In college basketball, however, it's the early returns on the first Monday after Father's Day that start to shape the not-too-distant hoops season.

That's the day underclassmen who have declared for the June 26 NBA Draft can yank their names from the eligibility list.

Judging by this year's returns, we have a clear winner.

Ten minutes before Monday's 5 p.m. deadline, North Carolina reaped a reward of significant returns.

Ultra-quick point guard Ty Lawson took his name out of the draft. Smooth shooting guard Wayne Ellington pulled his name out of the draft. Valuable sixth-man Danny Green pulled his name out of the draft and pledged his allegiance to Chapel Hill.

Add that trio to senior returnees Tyler “Psycho-T” Hansbrough and starting swingman Marcus Ginyard and, as the Sporting News' Mike DeCourcy points out, the Tar Heels return 92 percent of the scoring from last year's 36-3 team that reached the Final Four.

(Compare that to UK, which returns just 41.2 percent of its scoring.)

Not that we should hand the NCAA title over to the Heels just yet.

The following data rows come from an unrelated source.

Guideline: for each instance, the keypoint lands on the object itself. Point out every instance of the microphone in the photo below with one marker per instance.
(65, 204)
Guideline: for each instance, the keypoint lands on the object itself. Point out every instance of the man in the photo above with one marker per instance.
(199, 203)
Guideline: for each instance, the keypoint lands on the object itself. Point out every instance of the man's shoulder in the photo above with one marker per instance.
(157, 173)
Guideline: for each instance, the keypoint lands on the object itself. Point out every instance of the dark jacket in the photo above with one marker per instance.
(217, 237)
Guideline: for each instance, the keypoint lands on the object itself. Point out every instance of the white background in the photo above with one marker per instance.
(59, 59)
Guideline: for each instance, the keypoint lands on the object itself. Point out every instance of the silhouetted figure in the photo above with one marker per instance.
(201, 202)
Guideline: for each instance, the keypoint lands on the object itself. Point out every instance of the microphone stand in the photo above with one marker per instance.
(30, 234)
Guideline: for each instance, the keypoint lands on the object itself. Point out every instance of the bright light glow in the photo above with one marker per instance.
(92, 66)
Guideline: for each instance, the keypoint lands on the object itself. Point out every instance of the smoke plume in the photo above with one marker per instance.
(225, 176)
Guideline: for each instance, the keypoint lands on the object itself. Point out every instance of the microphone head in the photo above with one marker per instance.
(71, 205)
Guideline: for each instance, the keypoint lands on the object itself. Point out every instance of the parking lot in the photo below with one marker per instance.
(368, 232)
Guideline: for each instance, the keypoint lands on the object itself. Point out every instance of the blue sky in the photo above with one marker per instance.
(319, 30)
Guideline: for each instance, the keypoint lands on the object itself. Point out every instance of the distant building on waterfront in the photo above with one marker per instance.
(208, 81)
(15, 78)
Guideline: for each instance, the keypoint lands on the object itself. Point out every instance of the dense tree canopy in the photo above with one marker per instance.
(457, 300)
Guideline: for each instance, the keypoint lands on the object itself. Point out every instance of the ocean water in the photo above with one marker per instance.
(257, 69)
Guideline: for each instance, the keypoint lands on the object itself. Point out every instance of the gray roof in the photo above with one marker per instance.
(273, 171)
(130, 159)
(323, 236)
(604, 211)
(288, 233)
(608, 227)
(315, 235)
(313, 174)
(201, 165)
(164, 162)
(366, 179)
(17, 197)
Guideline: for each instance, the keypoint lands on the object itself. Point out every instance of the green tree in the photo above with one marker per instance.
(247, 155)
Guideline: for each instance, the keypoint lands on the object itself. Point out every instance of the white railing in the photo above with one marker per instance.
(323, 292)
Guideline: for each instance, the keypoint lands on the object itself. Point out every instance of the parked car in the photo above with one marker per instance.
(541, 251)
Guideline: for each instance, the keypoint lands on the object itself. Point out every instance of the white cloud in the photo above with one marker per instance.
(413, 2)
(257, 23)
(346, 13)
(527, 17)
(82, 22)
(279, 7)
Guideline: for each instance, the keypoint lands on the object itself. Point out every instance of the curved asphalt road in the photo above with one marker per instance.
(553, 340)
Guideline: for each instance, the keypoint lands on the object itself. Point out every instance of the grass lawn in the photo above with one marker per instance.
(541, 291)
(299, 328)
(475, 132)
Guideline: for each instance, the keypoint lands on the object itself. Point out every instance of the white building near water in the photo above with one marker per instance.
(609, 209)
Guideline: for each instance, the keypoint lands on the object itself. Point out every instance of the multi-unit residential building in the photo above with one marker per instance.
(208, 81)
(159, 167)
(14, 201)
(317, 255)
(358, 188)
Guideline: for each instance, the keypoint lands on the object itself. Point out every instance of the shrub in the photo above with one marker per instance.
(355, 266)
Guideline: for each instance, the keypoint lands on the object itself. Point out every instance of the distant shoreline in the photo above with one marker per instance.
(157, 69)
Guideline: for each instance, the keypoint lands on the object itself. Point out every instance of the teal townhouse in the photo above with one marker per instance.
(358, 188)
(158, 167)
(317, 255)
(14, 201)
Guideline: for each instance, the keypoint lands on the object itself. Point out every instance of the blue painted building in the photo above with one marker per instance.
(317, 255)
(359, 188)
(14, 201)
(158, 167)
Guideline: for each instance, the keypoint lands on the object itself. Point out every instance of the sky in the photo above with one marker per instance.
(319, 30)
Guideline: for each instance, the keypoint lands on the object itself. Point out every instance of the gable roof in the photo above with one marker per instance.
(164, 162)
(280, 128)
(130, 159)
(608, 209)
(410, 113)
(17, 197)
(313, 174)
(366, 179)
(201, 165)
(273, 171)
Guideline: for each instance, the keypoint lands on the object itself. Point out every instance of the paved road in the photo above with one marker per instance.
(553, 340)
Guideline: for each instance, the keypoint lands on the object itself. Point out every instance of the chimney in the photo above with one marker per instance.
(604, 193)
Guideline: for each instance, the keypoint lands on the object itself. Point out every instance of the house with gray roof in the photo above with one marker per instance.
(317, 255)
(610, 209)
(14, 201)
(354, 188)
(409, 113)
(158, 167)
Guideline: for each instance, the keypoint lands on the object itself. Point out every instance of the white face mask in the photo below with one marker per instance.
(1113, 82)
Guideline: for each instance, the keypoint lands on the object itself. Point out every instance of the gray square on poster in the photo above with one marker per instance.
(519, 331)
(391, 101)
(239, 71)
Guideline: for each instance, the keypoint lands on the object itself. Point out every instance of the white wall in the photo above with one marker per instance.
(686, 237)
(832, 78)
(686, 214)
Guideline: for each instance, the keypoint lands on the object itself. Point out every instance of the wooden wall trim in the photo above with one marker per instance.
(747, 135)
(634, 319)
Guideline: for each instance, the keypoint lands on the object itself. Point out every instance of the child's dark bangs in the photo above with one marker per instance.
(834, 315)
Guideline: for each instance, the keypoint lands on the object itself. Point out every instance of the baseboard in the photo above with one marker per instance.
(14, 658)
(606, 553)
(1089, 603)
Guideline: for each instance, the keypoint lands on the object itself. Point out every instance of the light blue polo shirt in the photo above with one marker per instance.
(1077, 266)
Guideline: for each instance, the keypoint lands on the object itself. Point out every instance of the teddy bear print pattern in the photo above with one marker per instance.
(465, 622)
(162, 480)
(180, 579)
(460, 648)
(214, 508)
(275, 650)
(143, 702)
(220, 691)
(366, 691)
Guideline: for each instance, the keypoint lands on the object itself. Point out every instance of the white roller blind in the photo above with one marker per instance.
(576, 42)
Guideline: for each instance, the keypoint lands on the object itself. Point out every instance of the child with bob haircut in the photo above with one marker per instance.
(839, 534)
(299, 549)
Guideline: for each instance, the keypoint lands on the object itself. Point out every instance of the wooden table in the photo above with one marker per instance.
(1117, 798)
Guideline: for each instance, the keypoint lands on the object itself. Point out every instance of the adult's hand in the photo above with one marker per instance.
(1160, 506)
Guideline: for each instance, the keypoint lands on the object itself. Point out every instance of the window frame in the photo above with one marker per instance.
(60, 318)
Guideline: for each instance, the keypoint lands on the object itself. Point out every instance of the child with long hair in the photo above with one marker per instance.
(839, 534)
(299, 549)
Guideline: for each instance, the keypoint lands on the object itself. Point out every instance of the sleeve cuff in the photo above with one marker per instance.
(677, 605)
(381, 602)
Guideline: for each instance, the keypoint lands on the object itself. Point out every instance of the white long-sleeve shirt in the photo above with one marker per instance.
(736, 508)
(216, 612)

The return of the rapidly-improving 7-foot-3 Hasheem Thabeet figures to make UConn a prime national contender. Despite the losses of Derrick Rose and ChrisDouglas-Roberts, Memphis returns a deep roster helped by the recent addition of point guard Roburt Sallie, an ex-Nebraska signee who canceled a recruiting visit to UK this week and committed to John Calipari's Tigers.

UCLA lost Kevin Love, Russell Westbrook and Luc Richard Mbah a Moute, but the Bruins picked up heralded 6-10 center J'Mison Morgan, an LSU signee who bolted Baton Rouge once Trent Johnson was hired as the Tigers' coach.

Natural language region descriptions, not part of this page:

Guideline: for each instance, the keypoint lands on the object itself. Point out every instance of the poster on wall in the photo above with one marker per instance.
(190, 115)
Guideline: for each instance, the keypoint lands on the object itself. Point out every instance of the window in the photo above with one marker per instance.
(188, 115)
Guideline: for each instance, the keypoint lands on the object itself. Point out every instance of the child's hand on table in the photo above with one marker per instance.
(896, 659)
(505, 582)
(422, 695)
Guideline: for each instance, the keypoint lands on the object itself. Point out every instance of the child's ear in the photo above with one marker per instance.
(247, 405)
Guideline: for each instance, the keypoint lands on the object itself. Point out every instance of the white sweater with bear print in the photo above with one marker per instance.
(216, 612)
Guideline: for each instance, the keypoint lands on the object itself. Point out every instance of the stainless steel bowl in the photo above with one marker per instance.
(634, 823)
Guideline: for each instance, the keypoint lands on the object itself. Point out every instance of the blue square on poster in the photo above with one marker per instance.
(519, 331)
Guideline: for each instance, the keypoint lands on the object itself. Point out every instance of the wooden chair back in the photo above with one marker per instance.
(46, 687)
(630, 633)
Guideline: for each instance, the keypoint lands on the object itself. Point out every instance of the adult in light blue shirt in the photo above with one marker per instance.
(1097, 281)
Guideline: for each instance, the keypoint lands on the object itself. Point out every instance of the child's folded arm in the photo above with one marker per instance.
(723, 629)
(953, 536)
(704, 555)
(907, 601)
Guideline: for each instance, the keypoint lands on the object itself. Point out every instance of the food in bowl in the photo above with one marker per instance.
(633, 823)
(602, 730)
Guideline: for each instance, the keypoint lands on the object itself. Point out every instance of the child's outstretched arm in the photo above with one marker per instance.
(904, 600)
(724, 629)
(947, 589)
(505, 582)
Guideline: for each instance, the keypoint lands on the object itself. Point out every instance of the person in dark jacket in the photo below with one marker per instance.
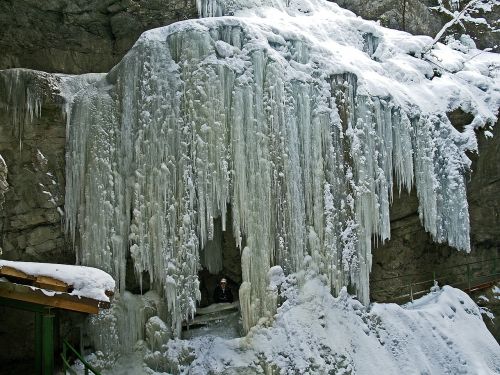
(222, 293)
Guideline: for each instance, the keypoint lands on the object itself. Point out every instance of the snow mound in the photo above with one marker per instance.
(297, 116)
(315, 333)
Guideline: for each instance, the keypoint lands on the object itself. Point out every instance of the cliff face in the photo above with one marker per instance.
(32, 145)
(411, 251)
(79, 36)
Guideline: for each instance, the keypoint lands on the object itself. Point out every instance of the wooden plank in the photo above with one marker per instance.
(51, 283)
(216, 307)
(6, 271)
(62, 301)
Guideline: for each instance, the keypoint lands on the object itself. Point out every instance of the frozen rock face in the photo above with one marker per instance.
(79, 36)
(32, 149)
(4, 185)
(301, 120)
(416, 17)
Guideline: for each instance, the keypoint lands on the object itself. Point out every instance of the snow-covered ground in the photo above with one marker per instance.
(299, 117)
(315, 333)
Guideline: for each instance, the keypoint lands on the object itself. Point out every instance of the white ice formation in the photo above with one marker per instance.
(4, 185)
(298, 117)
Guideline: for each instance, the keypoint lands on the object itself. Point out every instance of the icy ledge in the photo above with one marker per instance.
(299, 119)
(315, 333)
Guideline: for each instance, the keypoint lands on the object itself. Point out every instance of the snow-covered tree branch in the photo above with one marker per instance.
(464, 14)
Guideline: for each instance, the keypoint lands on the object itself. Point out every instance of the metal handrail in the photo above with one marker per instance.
(66, 365)
(469, 281)
(432, 272)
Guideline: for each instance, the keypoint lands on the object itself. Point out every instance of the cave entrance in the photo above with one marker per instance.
(220, 258)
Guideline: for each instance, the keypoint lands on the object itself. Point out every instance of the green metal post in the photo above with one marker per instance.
(65, 357)
(468, 276)
(48, 342)
(411, 290)
(38, 343)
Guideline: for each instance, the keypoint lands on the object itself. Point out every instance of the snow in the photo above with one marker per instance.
(316, 333)
(86, 281)
(297, 116)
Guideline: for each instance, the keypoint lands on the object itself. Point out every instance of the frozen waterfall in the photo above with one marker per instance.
(301, 119)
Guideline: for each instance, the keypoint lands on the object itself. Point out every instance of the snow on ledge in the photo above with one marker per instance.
(86, 281)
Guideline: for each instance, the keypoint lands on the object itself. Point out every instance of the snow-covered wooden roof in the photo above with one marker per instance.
(76, 288)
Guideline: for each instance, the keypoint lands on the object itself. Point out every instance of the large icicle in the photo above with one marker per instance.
(299, 123)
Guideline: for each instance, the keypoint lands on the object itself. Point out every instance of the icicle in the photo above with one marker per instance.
(225, 113)
(4, 185)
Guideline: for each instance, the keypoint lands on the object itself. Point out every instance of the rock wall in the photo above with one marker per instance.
(79, 36)
(416, 17)
(411, 251)
(32, 138)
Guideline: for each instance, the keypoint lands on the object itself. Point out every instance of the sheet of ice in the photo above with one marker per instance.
(299, 117)
(86, 281)
(316, 333)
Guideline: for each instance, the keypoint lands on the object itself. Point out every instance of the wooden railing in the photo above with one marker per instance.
(66, 365)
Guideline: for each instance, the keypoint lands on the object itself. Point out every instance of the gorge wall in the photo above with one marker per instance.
(96, 36)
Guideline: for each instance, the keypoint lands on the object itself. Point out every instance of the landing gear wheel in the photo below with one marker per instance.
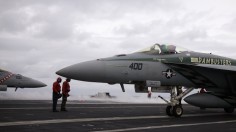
(177, 111)
(169, 110)
(229, 110)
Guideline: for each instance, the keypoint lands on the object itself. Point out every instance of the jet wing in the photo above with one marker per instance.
(218, 67)
(204, 75)
(207, 66)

Then there's Louisville, which hated to lose one center (David Padgett) but was not so torn up about dumping another (Derrick Caracter, who was hanging out in the winners' circle at Churchill Downs after Curlin won the Stephen Foster on Saturday).

Better news in the 'Ville is that after threatening otherwise, Earl Clark kept his name out of the draft and will be back to join senior Terrence Williams and freshman Samardo Samuels on the Louisville front line.

Other teams deserve attention. With a healthy Mike Cook, Pittsburgh will be good. Notre Dame is on the rise. Purdue's youth movement, which won the Big 10 last year, is another year wiser. Don't count out Duke, no matter how much you would like to.

In the SEC, Florida welcomes an influx of freshmen big men to join last year's baby Gators. By convincing Tyler Smith to stay, and Oklahoma transfer Bobby Maze and ex-Arizona signee Emmanuel Negedu to hop on board with signee Scotty Hopson Bruce Pearl figures to keep things rocking at Tennessee. Richard Hendrix is leaving Alabama, but the Tide got good news when point guard Ronald Steele promised to return.

Still, when the balls start bouncing in October, all eyes will be on Chapel Hill. Hansbrough is the reigning Player of the Year, and after reaching the Final Four, he wants his title. With Memphis' Rose and Texas' D.J. Augustin at the next level, Lawson may be the game's best point guard. Ellington has another season to polish his jumper.

And, thanks to this year's draft assessments, UNC's returnees know they need a standout season to put themselves in better position next spring.

We may be four months from the start of basketball practice, but thanks to the early returns, we already know the favorite.